Several groups have concentrated on prime-boost immunization, first priming with DNA and then boosting with the live virus vector, and the reverse sequence regimen. For instance, Schneider et al. [51] demonstrated that heterologous priming immunization with plasmid DNA followed by a single boost with a recombinant modified vaccinia virus Ankara provided complete protection against Plasmodium berghei sporozoite challenge and induction of high levels of epitope-specific CTLs in mice, whereas other combinations, including virus followed by DNA, DNA followed by DNA, and virus followed by virus, did not induce significant protection at all. Thus, DNA priming followed by virus boosting seems to be the best regimen in prime-boost immunization. However, Matsui et al. [45]. reported that DNA prime-virus boost immunization is not absolutely superior to the reverse sequence in the induction hepatitis C virus core-specific CTLs in mice. They found that the prime-double boost immunization with pCEP4-core (DNA vaccine) priming followed by pCEP4-core and AdexlSR3ST (virus) boosts (pC/pC/aC) has a similar efficacy compared with the combination aC/pC/pC. Furthermore, compared to homologous vectors, heterogeneous vectors induce a strong antigen-specific immune response, and the mechanism of this may be that priming with a DNA plasmid vector seems to decrease the development of immune responses to the viral vector itself [45, 52, 53].

In this study, we investigated which combination induced enhanced humoral and cellular immune responses after mice had been immunized with pcDNA3.1-N prime-rAd-N boosts and rAd-N prime-pcDNA3.1-N boost regimen. We compared the homologous prime boosting regimens and those of heterogeneous regimens, and also investigated how many boosts of pcDNA3.1-N are best after mice had been immunized with three combinations of rAd-N prime-pcDNA3.1-N boost regimen. The results of our experiments demonstrate that the DNA vaccine (pcDNA3.1-N) prime-adenovirus vector (rAd-N) boost regimen greatly enhanced the induction of a humoral and cellular immune response. In addition, in our study the rAd-N priming strategy resulted in a relatively weak induction of an immune response specific to SARS-CoV N protein, especially in the induction of CD8 T-cell response when these immunized mice were studied for their CTL activity. Regarding the ability to induce a humoral response, immunization with rAd-N/pcDNA3.1-N/pcDNA3.1-N at week 6 and immunization with rAd-N/rAd-N/pcDNA3.1-N/pcDNA3.1-N at week 8 produced similar levels of SARS-CoV-N-specific antibody response to the immunization with pcDNA3.1-N/ pcDNA3.1-N/pcDNA3.1-N/rAd-N.

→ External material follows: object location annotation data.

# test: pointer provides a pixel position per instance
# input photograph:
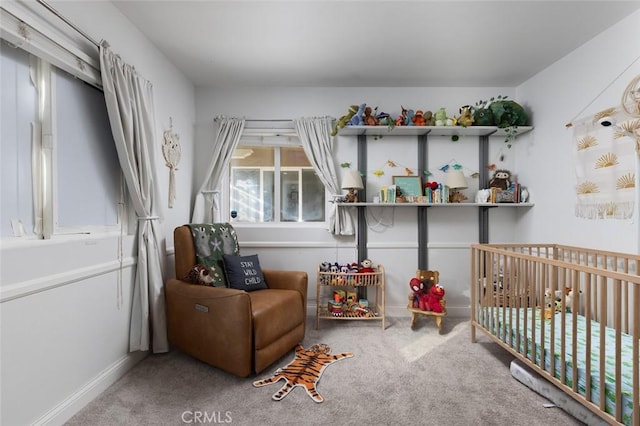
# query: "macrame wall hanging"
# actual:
(605, 167)
(172, 154)
(606, 147)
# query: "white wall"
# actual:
(545, 160)
(64, 304)
(450, 231)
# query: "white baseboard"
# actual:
(70, 406)
(401, 311)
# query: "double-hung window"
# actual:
(273, 182)
(60, 170)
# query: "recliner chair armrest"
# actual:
(202, 320)
(288, 280)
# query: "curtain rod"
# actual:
(66, 21)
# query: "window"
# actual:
(274, 184)
(60, 170)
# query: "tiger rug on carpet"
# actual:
(305, 370)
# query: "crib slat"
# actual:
(603, 317)
(587, 301)
(636, 352)
(617, 321)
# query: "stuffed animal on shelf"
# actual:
(358, 117)
(441, 117)
(384, 119)
(501, 179)
(369, 117)
(466, 117)
(344, 120)
(408, 119)
(418, 119)
(435, 295)
(429, 119)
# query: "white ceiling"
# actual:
(369, 43)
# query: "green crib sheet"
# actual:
(514, 322)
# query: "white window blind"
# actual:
(19, 109)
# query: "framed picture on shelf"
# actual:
(409, 186)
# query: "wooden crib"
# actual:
(520, 298)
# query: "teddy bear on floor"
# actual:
(366, 267)
(435, 295)
(428, 278)
(419, 297)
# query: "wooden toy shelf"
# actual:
(329, 282)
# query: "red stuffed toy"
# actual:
(367, 267)
(419, 296)
(435, 295)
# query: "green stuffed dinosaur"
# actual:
(342, 121)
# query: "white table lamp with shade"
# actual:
(352, 181)
(456, 181)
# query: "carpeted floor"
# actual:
(398, 376)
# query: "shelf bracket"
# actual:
(423, 228)
(483, 213)
(361, 242)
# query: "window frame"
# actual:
(276, 142)
(45, 168)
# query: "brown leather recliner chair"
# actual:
(234, 330)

It is likely that the repeated immunizations with recombinant adenovirus vectors may induce sufficient vector immunity to interfere with the presentation of the transgene upon subsequent boosts [54, 55]. In fact, in our study, we observed that both antibody and CTL responses were not enhanced followed the third immunization with rAd-N in the repeated rAd-N prime-pcDAN3.1-N boost regimen. Unfortunately, we were not able to detect the activities of pcDNA3.1-N prime-rAd-N boosts in the induction of humoral and cellular immune responses at weeks 0, 2, 4 and 6. With regard to the times of boost immunization, in this study immunizations with pcDNA3.1 following the rAd-N prime gave higher levels of humoral and cellular immune responses 6 weeks after the third immunization, and the fourth immunization did not enhance this significantly. Therefore, the principle of priming with rAd-N followed by pcDNA3.1-N boosts was not the more the higher, and in this study no more than three times was the better regimen against SARS-CoV infection.

Among all combinations of pcDNA3.1-N prime-rAd-N boosts and rAd-N prime-pcDNA3.1-N boost regimen, pcDAN3.1-N/pcDAN3.1-N/pcDAN3.1-N/rAd-N induced the strongest humoral and cellular immune response, such as antibody, lymphoproliferation, IFN-γ production and cell lysis activity (75% at E:T cell ratio of 100:1). In addition, because the severe restrictions regarding the acquisition of the SARS virus for study purposes, it remains to be ascertained whether these responses are of sufficient extent and durability to afford protection from SARS-CoV infection.